The problem: Some html pages of php equivalents (apple.html, apple.php; orange.html, orange.php), but not all do (grapes.html).
The goal: If the php version exists, rewrite, otherwise keep it the html version.
I have:
Options +FollowSymLinks
RewriteEngine on
RewriteRule ^(.*)\.html$ /$1.php [R]
RewriteCond %{REQUEST_FILENAME} !-f
RewriteRule ^(.*)\.php$ /$1.html [R]
Interesting issues:
If I don't put / in front of $1.php then I end up with: site.com/document/root/path (ie: site.com/home/user/www/file.php)
When calling the second RewriteRule, I get http://site.com/http:/site.com/page.html and it tells me there were too many redirects. Notice how there is only one / in the second http.
I've made some progress, I added RewriteBase / and removed the / before the $1, but I still get the too many redirects error (the web page at site.com/page.html has resulted in too many redirects. Clearing your cookies for this site or allowing third-party cookies may fix the problem. If not, it is possibly a server configuration issue and not a problem with your computer).
It seems like if I just rewrite html -> php -> html I get the same error. So it looks like the logic is working, but that sort of logic isn't allowed. I can't think of any other way I could see if a "php version" of a file exists? The only way I can think of is do something similar to:
RewriteCond ^(.*)\.html$ $1.php -f
RewriteRule ^(.*)\.html$ $1.php [R]
Unfortunately that doesn't quite work (I'm guessing because it has three segments on the condition line). I'm trying to get the filename without the extension, then say if filename.php is a file, rewrite page.html to page.php
htaccess files follow the same syntax as the main configuration files. Since . htaccess files are read on every request, changes made in these files take immediate effect.
mod_rewrite.
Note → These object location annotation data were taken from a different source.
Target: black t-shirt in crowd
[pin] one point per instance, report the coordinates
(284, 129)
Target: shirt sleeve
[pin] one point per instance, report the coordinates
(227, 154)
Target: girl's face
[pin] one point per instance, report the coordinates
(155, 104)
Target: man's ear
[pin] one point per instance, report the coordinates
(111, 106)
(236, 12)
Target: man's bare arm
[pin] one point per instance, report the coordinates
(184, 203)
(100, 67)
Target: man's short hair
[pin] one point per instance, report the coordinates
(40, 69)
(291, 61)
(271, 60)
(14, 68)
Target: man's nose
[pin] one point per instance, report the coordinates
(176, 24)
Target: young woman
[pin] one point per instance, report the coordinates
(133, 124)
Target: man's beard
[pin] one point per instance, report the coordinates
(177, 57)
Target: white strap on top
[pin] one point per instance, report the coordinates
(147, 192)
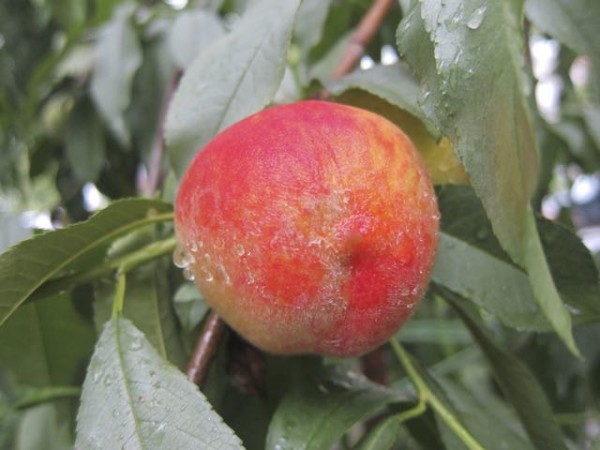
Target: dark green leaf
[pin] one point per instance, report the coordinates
(148, 306)
(518, 385)
(26, 266)
(117, 57)
(468, 56)
(573, 22)
(191, 33)
(235, 77)
(84, 142)
(487, 418)
(318, 411)
(471, 262)
(189, 306)
(142, 400)
(46, 343)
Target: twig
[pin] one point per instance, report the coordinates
(205, 349)
(361, 37)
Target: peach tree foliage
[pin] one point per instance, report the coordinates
(96, 323)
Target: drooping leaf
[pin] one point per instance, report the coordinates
(27, 265)
(191, 33)
(518, 385)
(84, 142)
(318, 411)
(117, 57)
(46, 343)
(468, 57)
(236, 76)
(142, 400)
(573, 22)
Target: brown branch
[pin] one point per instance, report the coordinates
(148, 186)
(206, 347)
(367, 27)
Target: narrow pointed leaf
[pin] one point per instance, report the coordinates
(235, 77)
(315, 414)
(518, 385)
(27, 265)
(142, 400)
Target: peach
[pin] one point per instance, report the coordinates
(310, 228)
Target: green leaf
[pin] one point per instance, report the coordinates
(317, 412)
(84, 142)
(142, 400)
(235, 77)
(518, 385)
(308, 27)
(471, 263)
(148, 306)
(464, 52)
(27, 265)
(46, 343)
(118, 56)
(572, 22)
(487, 418)
(191, 33)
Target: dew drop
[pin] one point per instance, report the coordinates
(181, 258)
(108, 379)
(97, 375)
(476, 18)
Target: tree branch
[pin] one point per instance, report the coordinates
(206, 347)
(367, 27)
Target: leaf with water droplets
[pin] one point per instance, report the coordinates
(143, 400)
(469, 55)
(27, 265)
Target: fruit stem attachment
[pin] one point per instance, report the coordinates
(426, 396)
(206, 347)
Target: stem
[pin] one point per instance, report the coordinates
(361, 37)
(47, 395)
(427, 396)
(119, 298)
(206, 348)
(131, 260)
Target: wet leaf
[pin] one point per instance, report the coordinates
(117, 56)
(235, 77)
(318, 411)
(143, 400)
(468, 56)
(518, 385)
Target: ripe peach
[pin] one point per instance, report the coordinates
(310, 228)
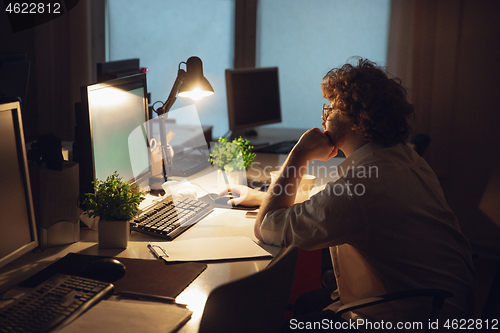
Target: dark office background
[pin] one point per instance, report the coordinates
(446, 51)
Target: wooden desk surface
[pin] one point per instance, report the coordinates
(220, 223)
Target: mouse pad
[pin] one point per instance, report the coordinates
(154, 277)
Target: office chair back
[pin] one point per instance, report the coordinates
(491, 308)
(253, 304)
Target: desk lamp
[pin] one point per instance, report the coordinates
(189, 83)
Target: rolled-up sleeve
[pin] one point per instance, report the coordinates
(328, 218)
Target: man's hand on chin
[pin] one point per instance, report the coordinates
(315, 145)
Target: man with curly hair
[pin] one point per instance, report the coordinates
(385, 220)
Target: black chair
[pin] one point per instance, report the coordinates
(257, 303)
(438, 297)
(491, 308)
(420, 143)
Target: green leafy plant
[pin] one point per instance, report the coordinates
(232, 156)
(113, 199)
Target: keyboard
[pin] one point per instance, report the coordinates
(187, 164)
(283, 147)
(55, 302)
(168, 220)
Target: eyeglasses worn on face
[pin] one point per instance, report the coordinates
(327, 109)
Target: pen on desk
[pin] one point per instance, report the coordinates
(146, 297)
(155, 253)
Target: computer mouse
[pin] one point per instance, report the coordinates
(105, 269)
(223, 199)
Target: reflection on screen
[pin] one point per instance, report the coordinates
(115, 114)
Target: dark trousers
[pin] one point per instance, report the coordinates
(309, 316)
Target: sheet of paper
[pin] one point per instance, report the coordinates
(129, 316)
(212, 248)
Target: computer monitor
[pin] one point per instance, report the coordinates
(253, 99)
(17, 225)
(112, 131)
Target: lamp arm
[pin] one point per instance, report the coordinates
(172, 97)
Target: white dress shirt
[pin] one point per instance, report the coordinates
(388, 228)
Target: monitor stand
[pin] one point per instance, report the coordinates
(251, 135)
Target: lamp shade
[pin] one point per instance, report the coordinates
(195, 85)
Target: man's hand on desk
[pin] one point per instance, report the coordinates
(247, 196)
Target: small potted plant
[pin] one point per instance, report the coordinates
(116, 203)
(232, 159)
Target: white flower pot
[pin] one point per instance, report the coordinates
(233, 178)
(113, 234)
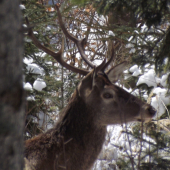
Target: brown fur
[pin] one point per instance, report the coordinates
(76, 140)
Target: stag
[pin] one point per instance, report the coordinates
(76, 140)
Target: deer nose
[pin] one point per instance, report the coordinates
(152, 111)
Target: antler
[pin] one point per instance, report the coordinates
(57, 56)
(79, 43)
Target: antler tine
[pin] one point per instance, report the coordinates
(109, 61)
(79, 43)
(57, 56)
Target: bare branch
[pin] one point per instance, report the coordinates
(79, 43)
(57, 56)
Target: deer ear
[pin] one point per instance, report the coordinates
(115, 72)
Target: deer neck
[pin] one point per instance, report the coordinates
(82, 138)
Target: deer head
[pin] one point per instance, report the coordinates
(81, 130)
(113, 104)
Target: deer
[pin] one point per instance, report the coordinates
(76, 140)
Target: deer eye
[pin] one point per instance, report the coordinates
(107, 95)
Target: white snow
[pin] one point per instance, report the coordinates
(160, 101)
(164, 79)
(39, 84)
(28, 86)
(135, 70)
(34, 68)
(148, 78)
(22, 7)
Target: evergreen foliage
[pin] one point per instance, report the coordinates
(139, 31)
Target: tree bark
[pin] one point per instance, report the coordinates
(11, 87)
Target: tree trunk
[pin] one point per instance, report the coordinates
(11, 87)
The RewriteBase directive specifies the URL prefix to be used for per-directory (htaccess) RewriteRule directives that substitute a relative path.
you should be able to achieve that by using two conditions:
RewriteCond %{REQUEST_FILENAME} (.*)\.html$
RewriteCond %1\.php -f
RewriteRule ^(.*)\.html$ $1.php [R,L]
The first condition checks if the filename ended with .html and the second uses the back reference %1 from the first condition to check if .php version exists.